Dave Taylor, for one, has his doubts.
Taylor is a Colorado technology guru and columnist whose website (AskDaveTaylor.com) does an excellent job of addressing internet issues–in a language that you and I can understand. The Narrow Margin hd
Here’s how he recently answered a question about a company which promises to get you   ”the top three sponsored positions on search engines.”
Of all the aspects of the Internet, none seems to be so full of con artists and purveyors of dubious businesses than so-called search engine optimization companies.
The Scalphunters movies The reason for this is that the basics of SEO (which I’ll call it for simplicity) are simple and can be explained in five minutes. Heck, Google even has a free guide to SEO best practices.
But search engines are susceptible to gaming, to people playing tricks and doing things ranging from tricky to nefarious to downright unethical to try and gain better search engine ranking. Honestly, it’s the digital Cold War, with search engine companies identifying and blocking these tricks and SEO bad guys coming up with new ones.

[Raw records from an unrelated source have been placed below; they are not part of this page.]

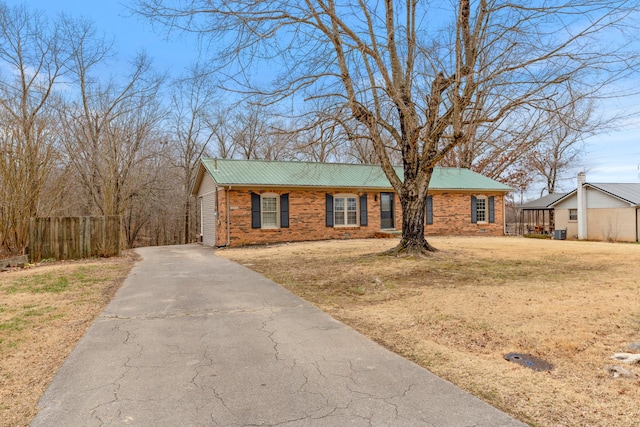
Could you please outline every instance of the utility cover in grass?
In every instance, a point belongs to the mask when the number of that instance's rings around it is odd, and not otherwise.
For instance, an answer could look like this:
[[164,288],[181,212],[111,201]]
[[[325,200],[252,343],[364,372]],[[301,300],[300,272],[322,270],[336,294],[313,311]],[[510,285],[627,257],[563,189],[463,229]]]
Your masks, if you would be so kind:
[[508,353],[504,355],[504,358],[509,362],[517,363],[520,366],[524,366],[538,372],[550,371],[553,369],[553,365],[551,363],[530,354]]

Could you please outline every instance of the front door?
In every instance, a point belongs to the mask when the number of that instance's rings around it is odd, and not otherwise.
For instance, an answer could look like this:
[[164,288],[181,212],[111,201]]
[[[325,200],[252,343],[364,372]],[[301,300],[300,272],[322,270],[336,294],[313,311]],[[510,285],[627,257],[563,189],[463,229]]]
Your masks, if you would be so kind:
[[394,193],[380,193],[380,228],[394,228],[393,220]]

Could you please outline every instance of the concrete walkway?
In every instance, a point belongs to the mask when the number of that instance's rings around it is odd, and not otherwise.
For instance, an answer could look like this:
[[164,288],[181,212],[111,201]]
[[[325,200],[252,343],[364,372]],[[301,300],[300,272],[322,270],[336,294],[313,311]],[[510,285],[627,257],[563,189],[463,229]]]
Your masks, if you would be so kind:
[[524,426],[211,249],[138,252],[32,426]]

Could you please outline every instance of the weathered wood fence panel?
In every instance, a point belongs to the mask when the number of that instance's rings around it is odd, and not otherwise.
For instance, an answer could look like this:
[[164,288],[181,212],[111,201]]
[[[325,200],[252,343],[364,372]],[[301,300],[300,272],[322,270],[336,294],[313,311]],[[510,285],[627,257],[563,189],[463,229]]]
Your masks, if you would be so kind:
[[29,258],[80,259],[120,255],[119,216],[31,218]]

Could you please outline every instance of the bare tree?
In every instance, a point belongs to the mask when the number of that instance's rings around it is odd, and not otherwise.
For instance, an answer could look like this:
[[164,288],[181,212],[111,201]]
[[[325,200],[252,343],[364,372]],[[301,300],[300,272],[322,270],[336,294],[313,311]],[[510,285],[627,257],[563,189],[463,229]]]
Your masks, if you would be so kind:
[[63,47],[57,23],[0,3],[0,243],[8,252],[25,250],[29,218],[47,214],[58,191],[50,184],[61,177],[54,88],[66,70]]
[[609,129],[616,123],[611,118],[595,116],[593,100],[580,99],[545,110],[545,126],[541,127],[542,142],[529,152],[529,164],[544,182],[541,192],[553,194],[567,172],[578,169],[584,152],[584,140]]
[[170,128],[175,138],[172,163],[181,173],[181,199],[184,218],[182,243],[188,243],[193,234],[191,185],[195,179],[200,158],[215,136],[212,112],[217,101],[211,74],[195,65],[189,74],[173,84],[171,96]]
[[[244,82],[264,103],[331,99],[336,117],[347,112],[357,121],[400,197],[396,253],[434,249],[424,237],[433,169],[480,126],[538,108],[569,81],[596,94],[637,65],[628,34],[615,33],[632,29],[636,4],[624,0],[457,0],[437,8],[416,0],[137,5],[169,28],[222,45],[217,55],[240,70],[229,76],[238,83],[266,63],[277,66],[270,86],[253,84],[264,79]],[[438,23],[440,31],[432,31]],[[392,164],[396,151],[402,177]]]

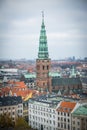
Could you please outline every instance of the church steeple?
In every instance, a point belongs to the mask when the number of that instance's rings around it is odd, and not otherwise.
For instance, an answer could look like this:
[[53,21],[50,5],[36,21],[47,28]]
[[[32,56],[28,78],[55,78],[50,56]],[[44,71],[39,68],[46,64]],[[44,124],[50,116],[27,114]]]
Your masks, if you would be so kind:
[[48,58],[49,54],[48,54],[46,30],[44,25],[44,12],[42,11],[42,25],[39,38],[38,59],[48,59]]
[[44,13],[42,12],[42,25],[39,38],[38,58],[36,59],[36,86],[40,91],[51,92],[51,80],[49,71],[51,59],[48,54],[47,36],[44,25]]

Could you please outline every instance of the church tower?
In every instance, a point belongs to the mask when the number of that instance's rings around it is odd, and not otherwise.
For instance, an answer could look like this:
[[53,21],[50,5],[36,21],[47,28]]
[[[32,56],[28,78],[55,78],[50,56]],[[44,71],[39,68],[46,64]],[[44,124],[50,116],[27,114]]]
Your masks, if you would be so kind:
[[42,25],[39,38],[38,58],[36,59],[36,85],[38,90],[50,91],[49,70],[51,59],[49,58],[47,36],[44,25],[44,13],[42,12]]

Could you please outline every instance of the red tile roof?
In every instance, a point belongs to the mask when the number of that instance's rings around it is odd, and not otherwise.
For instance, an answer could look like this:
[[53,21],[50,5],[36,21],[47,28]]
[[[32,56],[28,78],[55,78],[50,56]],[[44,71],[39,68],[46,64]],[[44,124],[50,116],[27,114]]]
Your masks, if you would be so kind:
[[61,102],[61,104],[60,104],[59,108],[57,109],[57,111],[69,113],[74,109],[75,105],[76,105],[75,102],[63,101],[63,102]]

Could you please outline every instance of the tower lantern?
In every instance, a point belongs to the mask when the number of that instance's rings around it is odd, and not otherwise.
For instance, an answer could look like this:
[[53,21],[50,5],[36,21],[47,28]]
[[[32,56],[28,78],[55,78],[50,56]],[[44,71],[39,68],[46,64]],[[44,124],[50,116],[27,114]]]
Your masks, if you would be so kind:
[[38,58],[36,59],[36,84],[39,90],[50,91],[49,70],[51,59],[49,58],[47,36],[44,24],[44,12],[42,11],[42,25],[39,37]]

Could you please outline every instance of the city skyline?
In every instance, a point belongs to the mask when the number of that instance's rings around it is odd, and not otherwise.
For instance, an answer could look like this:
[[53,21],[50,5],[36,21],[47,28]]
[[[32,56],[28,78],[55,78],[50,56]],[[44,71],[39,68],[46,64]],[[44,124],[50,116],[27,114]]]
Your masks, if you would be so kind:
[[36,59],[42,10],[51,59],[87,57],[86,0],[1,0],[0,59]]

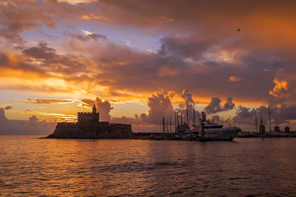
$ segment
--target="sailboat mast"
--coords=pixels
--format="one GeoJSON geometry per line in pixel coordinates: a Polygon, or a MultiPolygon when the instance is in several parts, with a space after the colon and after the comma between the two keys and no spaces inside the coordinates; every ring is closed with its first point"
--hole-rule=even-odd
{"type": "Polygon", "coordinates": [[[170,114],[170,131],[172,132],[172,114],[170,114]]]}
{"type": "Polygon", "coordinates": [[[188,122],[188,103],[187,101],[186,101],[186,117],[187,118],[187,124],[189,125],[189,123],[188,122]]]}
{"type": "Polygon", "coordinates": [[[256,123],[256,132],[258,132],[258,126],[257,126],[257,115],[256,115],[256,110],[255,110],[255,123],[256,123]]]}
{"type": "Polygon", "coordinates": [[[162,117],[162,132],[164,133],[164,116],[162,117]]]}
{"type": "Polygon", "coordinates": [[[167,131],[168,131],[168,132],[169,132],[169,117],[167,117],[167,122],[166,124],[165,124],[165,126],[166,126],[167,128],[167,131]]]}
{"type": "Polygon", "coordinates": [[[270,122],[270,110],[269,110],[269,105],[268,105],[268,115],[269,116],[269,131],[271,132],[271,123],[270,122]]]}
{"type": "Polygon", "coordinates": [[[176,117],[176,109],[175,110],[175,128],[176,129],[176,124],[177,123],[177,117],[176,117]]]}
{"type": "Polygon", "coordinates": [[[194,109],[194,100],[192,100],[193,102],[193,125],[195,126],[195,110],[194,109]]]}

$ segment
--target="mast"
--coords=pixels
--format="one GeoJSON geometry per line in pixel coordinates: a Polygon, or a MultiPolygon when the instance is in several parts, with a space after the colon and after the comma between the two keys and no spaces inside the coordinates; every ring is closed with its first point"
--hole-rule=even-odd
{"type": "Polygon", "coordinates": [[[277,127],[277,118],[276,118],[276,116],[275,116],[275,126],[277,127]]]}
{"type": "Polygon", "coordinates": [[[187,103],[187,101],[186,101],[186,117],[187,118],[187,124],[188,125],[189,123],[188,122],[188,104],[187,103]]]}
{"type": "Polygon", "coordinates": [[[165,124],[167,128],[167,131],[169,132],[169,117],[167,117],[167,123],[165,124]]]}
{"type": "Polygon", "coordinates": [[[175,110],[175,129],[176,129],[176,124],[177,123],[177,118],[176,117],[176,109],[175,110]]]}
{"type": "Polygon", "coordinates": [[[193,125],[195,126],[195,110],[194,109],[194,101],[192,100],[193,102],[193,125]]]}
{"type": "Polygon", "coordinates": [[[178,127],[179,128],[179,115],[178,114],[178,112],[177,113],[177,119],[178,119],[178,127]]]}
{"type": "Polygon", "coordinates": [[[164,116],[162,117],[162,132],[164,133],[164,116]]]}
{"type": "Polygon", "coordinates": [[[288,123],[289,123],[289,128],[290,129],[290,119],[289,118],[288,119],[288,123]]]}
{"type": "Polygon", "coordinates": [[[269,116],[269,131],[271,132],[271,123],[270,123],[270,111],[269,110],[269,105],[268,105],[268,115],[269,116]]]}
{"type": "Polygon", "coordinates": [[[172,132],[172,114],[170,114],[170,131],[172,132]]]}
{"type": "Polygon", "coordinates": [[[257,115],[256,115],[256,110],[255,110],[255,123],[256,123],[256,132],[258,132],[258,126],[257,126],[257,115]]]}

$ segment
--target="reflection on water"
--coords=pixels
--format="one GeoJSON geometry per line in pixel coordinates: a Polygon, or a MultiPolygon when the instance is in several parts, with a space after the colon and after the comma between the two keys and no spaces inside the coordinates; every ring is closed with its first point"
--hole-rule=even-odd
{"type": "Polygon", "coordinates": [[[296,196],[296,138],[37,137],[0,136],[0,196],[296,196]]]}

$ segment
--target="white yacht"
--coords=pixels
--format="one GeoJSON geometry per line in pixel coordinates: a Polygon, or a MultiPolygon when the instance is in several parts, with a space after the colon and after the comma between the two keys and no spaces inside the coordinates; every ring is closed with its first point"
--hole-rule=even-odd
{"type": "Polygon", "coordinates": [[[201,137],[201,127],[200,124],[205,123],[204,137],[218,140],[232,141],[241,129],[237,127],[223,128],[223,125],[213,124],[209,120],[206,120],[206,114],[202,112],[203,119],[200,119],[198,125],[193,126],[194,129],[187,133],[189,137],[201,137]]]}

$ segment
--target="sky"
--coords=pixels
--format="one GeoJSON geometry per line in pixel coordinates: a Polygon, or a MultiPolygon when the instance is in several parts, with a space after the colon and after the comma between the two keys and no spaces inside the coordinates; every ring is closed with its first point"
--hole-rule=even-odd
{"type": "Polygon", "coordinates": [[[185,114],[186,101],[192,113],[192,100],[244,131],[260,114],[269,130],[269,106],[272,128],[295,130],[295,9],[275,0],[1,0],[0,134],[49,134],[94,104],[101,121],[151,132],[163,116],[185,114]]]}

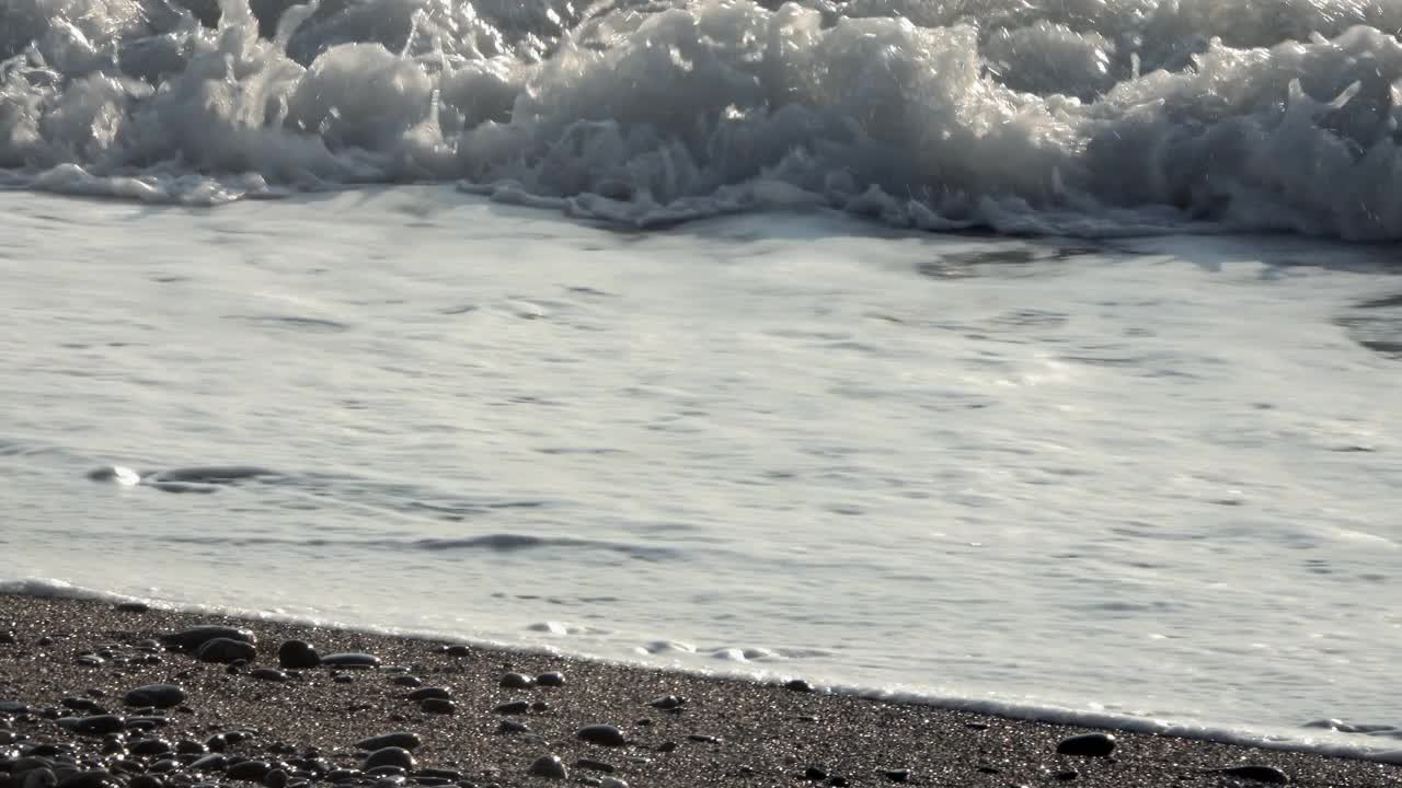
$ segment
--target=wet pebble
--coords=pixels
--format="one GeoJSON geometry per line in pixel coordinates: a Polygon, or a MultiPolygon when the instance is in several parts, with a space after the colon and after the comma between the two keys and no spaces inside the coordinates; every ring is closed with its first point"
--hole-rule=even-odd
{"type": "Polygon", "coordinates": [[[224,627],[220,624],[202,624],[199,627],[189,627],[178,632],[171,632],[164,635],[161,641],[167,646],[179,651],[198,651],[199,646],[207,644],[209,641],[224,639],[224,641],[240,641],[245,644],[257,644],[258,638],[254,637],[251,630],[241,630],[238,627],[224,627]]]}
{"type": "Polygon", "coordinates": [[[423,698],[419,701],[423,714],[457,714],[457,704],[447,698],[423,698]]]}
{"type": "Polygon", "coordinates": [[[195,659],[200,662],[215,662],[230,665],[238,660],[252,662],[258,658],[258,649],[245,641],[233,638],[213,638],[195,651],[195,659]]]}
{"type": "Polygon", "coordinates": [[[1217,771],[1221,774],[1230,774],[1231,777],[1255,780],[1256,782],[1269,782],[1272,785],[1286,785],[1290,782],[1290,777],[1273,766],[1242,764],[1230,766],[1217,771]]]}
{"type": "Polygon", "coordinates": [[[1109,733],[1070,736],[1057,743],[1056,752],[1063,756],[1109,757],[1115,752],[1115,736],[1109,733]]]}
{"type": "Polygon", "coordinates": [[[402,768],[404,771],[414,771],[418,761],[414,760],[414,753],[405,750],[404,747],[380,747],[366,756],[360,763],[360,768],[366,771],[381,766],[393,766],[402,768]]]}
{"type": "Polygon", "coordinates": [[[278,646],[278,665],[290,670],[306,670],[321,665],[321,656],[306,641],[283,641],[278,646]]]}
{"type": "Polygon", "coordinates": [[[613,725],[586,725],[576,731],[575,736],[600,747],[621,747],[628,743],[622,731],[613,725]]]}
{"type": "MultiPolygon", "coordinates": [[[[566,780],[569,778],[569,770],[565,768],[565,763],[559,760],[558,756],[540,756],[531,761],[527,770],[536,777],[545,777],[550,780],[566,780]]],[[[28,788],[28,787],[25,787],[28,788]]]]}
{"type": "Polygon", "coordinates": [[[380,658],[369,653],[329,653],[321,658],[321,665],[329,667],[379,667],[380,658]]]}
{"type": "Polygon", "coordinates": [[[122,697],[126,705],[172,708],[185,702],[185,690],[178,684],[143,684],[122,697]]]}
{"type": "Polygon", "coordinates": [[[380,733],[379,736],[370,736],[367,739],[360,739],[355,743],[358,750],[381,750],[384,747],[401,747],[405,750],[412,750],[422,745],[423,740],[419,739],[418,733],[409,733],[408,731],[395,731],[393,733],[380,733]]]}
{"type": "Polygon", "coordinates": [[[230,780],[247,780],[250,782],[262,782],[264,777],[272,771],[272,764],[264,760],[245,760],[230,764],[224,774],[230,780]]]}
{"type": "Polygon", "coordinates": [[[499,684],[508,690],[527,690],[536,684],[536,680],[520,673],[506,673],[499,684]]]}

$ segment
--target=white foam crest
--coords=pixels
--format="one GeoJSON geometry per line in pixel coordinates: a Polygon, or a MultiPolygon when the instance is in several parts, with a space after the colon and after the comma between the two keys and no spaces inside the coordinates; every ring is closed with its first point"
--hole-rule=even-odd
{"type": "Polygon", "coordinates": [[[39,189],[1402,237],[1384,0],[24,0],[0,29],[0,168],[39,189]]]}
{"type": "MultiPolygon", "coordinates": [[[[597,655],[590,655],[586,652],[561,649],[552,645],[531,644],[523,646],[520,644],[509,644],[482,638],[463,638],[454,635],[453,632],[444,632],[439,630],[415,630],[415,628],[400,628],[400,627],[383,627],[383,625],[367,625],[367,624],[349,624],[345,621],[336,621],[320,616],[299,616],[285,611],[266,611],[266,610],[243,610],[230,606],[212,606],[212,604],[193,604],[172,602],[168,599],[153,599],[143,596],[130,596],[121,593],[111,593],[97,589],[90,589],[84,586],[77,586],[69,582],[43,578],[21,578],[0,580],[0,595],[20,595],[20,596],[35,596],[35,597],[57,597],[57,599],[86,599],[98,602],[146,602],[151,607],[184,611],[184,613],[206,613],[206,614],[220,614],[220,616],[236,616],[241,618],[248,618],[254,621],[275,621],[286,624],[303,624],[311,627],[329,627],[346,631],[359,631],[376,635],[393,635],[393,637],[407,637],[407,638],[432,638],[432,639],[447,639],[453,642],[465,642],[471,645],[498,648],[517,653],[548,653],[557,656],[578,656],[585,659],[594,659],[606,663],[615,665],[634,665],[658,670],[673,670],[679,673],[714,676],[736,680],[750,680],[750,681],[777,681],[794,679],[788,672],[777,672],[773,669],[764,669],[758,666],[750,666],[753,659],[763,659],[774,656],[774,652],[768,649],[749,648],[721,648],[712,653],[716,662],[726,665],[746,665],[747,667],[697,667],[697,666],[683,666],[677,662],[667,662],[665,665],[658,665],[656,662],[649,662],[646,659],[618,659],[618,658],[599,658],[597,655]]],[[[639,656],[644,655],[659,655],[659,653],[695,653],[695,648],[690,644],[681,644],[676,641],[656,641],[641,646],[637,649],[639,656]]],[[[1377,745],[1378,733],[1388,733],[1395,731],[1391,726],[1374,726],[1374,725],[1349,725],[1336,719],[1311,722],[1307,729],[1345,733],[1354,732],[1347,738],[1329,738],[1328,735],[1309,735],[1300,731],[1280,731],[1280,729],[1262,729],[1251,726],[1223,726],[1202,721],[1192,719],[1157,719],[1148,716],[1133,716],[1127,714],[1115,714],[1106,711],[1088,711],[1067,708],[1056,704],[1044,702],[1023,702],[1023,701],[1009,701],[1001,698],[984,698],[984,697],[966,697],[966,695],[949,695],[938,694],[930,691],[910,690],[904,687],[869,687],[858,684],[838,684],[838,683],[822,683],[812,681],[817,691],[841,694],[841,695],[857,695],[873,700],[886,700],[897,702],[914,702],[921,705],[930,705],[935,708],[946,709],[960,709],[976,714],[991,714],[997,716],[1007,716],[1014,719],[1029,719],[1040,722],[1054,722],[1064,725],[1081,725],[1088,728],[1109,728],[1116,731],[1130,731],[1141,733],[1155,733],[1165,736],[1182,736],[1189,739],[1203,739],[1213,742],[1225,742],[1232,745],[1252,746],[1252,747],[1266,747],[1276,750],[1291,750],[1291,752],[1309,752],[1319,753],[1335,757],[1352,757],[1381,763],[1398,763],[1402,764],[1402,749],[1396,749],[1388,745],[1377,745]],[[1371,739],[1371,740],[1370,740],[1371,739]]],[[[1387,739],[1388,736],[1381,736],[1387,739]]]]}

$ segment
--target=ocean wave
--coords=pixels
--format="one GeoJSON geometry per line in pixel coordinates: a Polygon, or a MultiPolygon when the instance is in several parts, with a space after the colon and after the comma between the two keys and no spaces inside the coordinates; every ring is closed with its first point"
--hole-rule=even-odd
{"type": "Polygon", "coordinates": [[[0,184],[1402,237],[1389,0],[15,0],[0,184]]]}

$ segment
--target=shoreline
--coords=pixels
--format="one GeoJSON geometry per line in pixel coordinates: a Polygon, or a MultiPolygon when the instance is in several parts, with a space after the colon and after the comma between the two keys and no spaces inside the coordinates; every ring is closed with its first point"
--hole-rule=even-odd
{"type": "MultiPolygon", "coordinates": [[[[193,749],[217,732],[255,731],[237,747],[251,759],[287,760],[287,753],[314,747],[346,768],[362,760],[355,749],[360,739],[408,731],[422,739],[415,750],[421,768],[454,773],[449,782],[409,773],[408,784],[426,780],[418,780],[421,785],[548,785],[551,780],[530,774],[531,764],[548,756],[561,759],[568,782],[583,777],[594,785],[604,778],[635,787],[889,785],[900,777],[911,785],[990,788],[1228,787],[1270,780],[1321,788],[1402,785],[1402,766],[1377,760],[1014,719],[524,651],[468,646],[447,653],[444,644],[216,614],[119,610],[100,600],[0,595],[0,743],[7,738],[7,718],[8,738],[29,738],[20,745],[72,740],[45,709],[56,709],[50,716],[76,714],[62,705],[69,698],[69,705],[122,714],[122,695],[130,688],[175,683],[188,698],[158,731],[171,742],[188,739],[193,749]],[[258,639],[252,663],[230,672],[223,663],[142,644],[205,623],[252,630],[258,639]],[[6,638],[11,631],[14,637],[6,638]],[[279,680],[255,670],[276,669],[279,646],[289,639],[307,641],[322,655],[370,653],[381,666],[286,670],[279,680]],[[93,652],[101,663],[81,665],[93,662],[83,652],[93,652]],[[558,687],[502,686],[506,673],[555,672],[564,676],[558,687]],[[439,711],[451,708],[451,714],[407,700],[414,680],[447,690],[454,705],[439,711]],[[669,695],[686,702],[672,709],[653,705],[669,695]],[[35,711],[7,715],[6,701],[35,711]],[[600,746],[579,738],[580,729],[600,724],[615,726],[627,743],[600,746]],[[1057,752],[1067,739],[1087,733],[1092,739],[1081,743],[1092,750],[1103,745],[1102,735],[1113,736],[1109,757],[1057,752]],[[603,771],[601,764],[613,771],[603,771]],[[1237,767],[1255,771],[1223,771],[1237,767]]],[[[88,740],[88,749],[95,743],[88,740]]],[[[6,775],[4,752],[0,746],[0,788],[14,780],[6,775]]],[[[181,757],[195,760],[196,753],[181,757]]],[[[184,780],[188,764],[177,767],[170,784],[199,784],[195,777],[184,780]]],[[[130,780],[119,784],[143,788],[133,775],[123,777],[130,780]]],[[[230,775],[199,780],[226,782],[230,775]]]]}

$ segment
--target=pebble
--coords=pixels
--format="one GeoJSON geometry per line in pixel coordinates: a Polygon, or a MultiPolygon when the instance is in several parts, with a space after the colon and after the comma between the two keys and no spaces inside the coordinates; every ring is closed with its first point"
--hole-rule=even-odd
{"type": "Polygon", "coordinates": [[[185,702],[185,690],[178,684],[143,684],[122,697],[126,705],[171,708],[185,702]]]}
{"type": "Polygon", "coordinates": [[[384,747],[401,747],[405,750],[412,750],[422,745],[423,740],[419,739],[418,733],[409,733],[408,731],[395,731],[393,733],[380,733],[379,736],[370,736],[367,739],[360,739],[355,743],[358,750],[381,750],[384,747]]]}
{"type": "Polygon", "coordinates": [[[230,780],[262,782],[264,777],[268,777],[269,771],[272,771],[272,766],[265,760],[245,760],[231,764],[224,770],[224,774],[230,780]]]}
{"type": "Polygon", "coordinates": [[[369,653],[331,653],[321,658],[321,665],[331,667],[379,667],[380,658],[369,653]]]}
{"type": "Polygon", "coordinates": [[[1230,774],[1232,777],[1241,777],[1245,780],[1255,780],[1258,782],[1269,782],[1272,785],[1286,785],[1290,782],[1290,777],[1273,766],[1259,766],[1259,764],[1244,764],[1244,766],[1228,766],[1227,768],[1217,770],[1221,774],[1230,774]]]}
{"type": "Polygon", "coordinates": [[[414,760],[414,753],[404,747],[380,747],[360,763],[360,768],[369,771],[381,766],[393,766],[404,771],[414,771],[419,764],[414,760]]]}
{"type": "Polygon", "coordinates": [[[419,701],[423,714],[457,714],[457,704],[447,698],[423,698],[419,701]]]}
{"type": "Polygon", "coordinates": [[[126,729],[126,719],[115,714],[100,714],[97,716],[80,716],[73,722],[73,732],[84,736],[102,736],[126,729]]]}
{"type": "MultiPolygon", "coordinates": [[[[540,756],[531,761],[529,773],[536,777],[547,777],[550,780],[566,780],[569,778],[569,770],[565,768],[565,763],[559,760],[558,756],[540,756]]],[[[25,785],[25,788],[29,788],[25,785]]]]}
{"type": "Polygon", "coordinates": [[[590,745],[599,745],[600,747],[621,747],[628,743],[622,731],[614,728],[613,725],[586,725],[575,732],[575,736],[579,736],[590,745]]]}
{"type": "Polygon", "coordinates": [[[321,656],[306,641],[283,641],[278,646],[278,665],[292,670],[306,670],[321,665],[321,656]]]}
{"type": "Polygon", "coordinates": [[[1085,756],[1103,759],[1115,752],[1115,736],[1109,733],[1081,733],[1061,739],[1056,752],[1063,756],[1085,756]]]}
{"type": "Polygon", "coordinates": [[[236,641],[233,638],[213,638],[205,641],[198,651],[195,651],[195,659],[200,662],[217,662],[229,665],[231,662],[252,662],[258,656],[258,649],[247,641],[236,641]]]}
{"type": "Polygon", "coordinates": [[[223,627],[220,624],[202,624],[199,627],[189,627],[188,630],[181,630],[178,632],[171,632],[161,638],[165,645],[179,649],[179,651],[196,651],[199,646],[207,644],[213,639],[226,641],[243,641],[245,644],[257,644],[258,638],[254,637],[250,630],[240,630],[237,627],[223,627]]]}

Enter shady SEO people who are happy to take your money and do various of their tricks for your benefit. If it backfires? That’s your problem, they won’t publicly acknowledge any culpability.
As Micah Baldwin, SEO good guy, says: “There is a general rule when selecting a SEO/SEM company. If they provide a guarantee, they are only guaranteed to take your money. Its important to always ask for references and have them show examples of the successes they have had.”
The basic trick with the come-on you received is that they offer you top three positioning, but for what keywords? Also, top three sponsored positions you can do yourself by paying for an advert on Google’s AdWords program.
If you’re willing to pay $1, $2 or even $5 for each click, you can easily buy your own way into the “top three sponsored slots”. No middleman needed.
Paying for a good sponsored result is a quite legitimate business practice, but it’s imperative that you understand the value of each lead before you can start to calculate a reasonable cost per lead.
Let’s say each new customer is worth $100 to your business over their lifetime, on average, and that 10% of the leads you get convert into customers.
That calculation is easy: each lead is worth $10. Now let’s say that 2% of those leads turn into customers. How much is each worth? If you’re paying $1.17/click through your AdWords ad campaign, are you getting a good return on your ad budget, or not?
Savvy online marketer Dan Murray adds this warning: “you aren’t being told how much of the money you spend with an SEO firm is going to buy clicks and how much is profit for them. What if they only spend 10% of what they charge you on clicks and pocket the rest? Does this still seem like a good deal?”
I will end by echoing the old adage there really ain’t no such thing as a free lunch. If it seems too good to be true, if a company is telling you that they’ve “reverse engineered Google”, just don’t believe it.
Or, to quote Aesop, slow and steady win this race too.
Pokémon: The Movie 2000 full  Fred Berns trains and coaches interior design professionals on sales and marketing topics.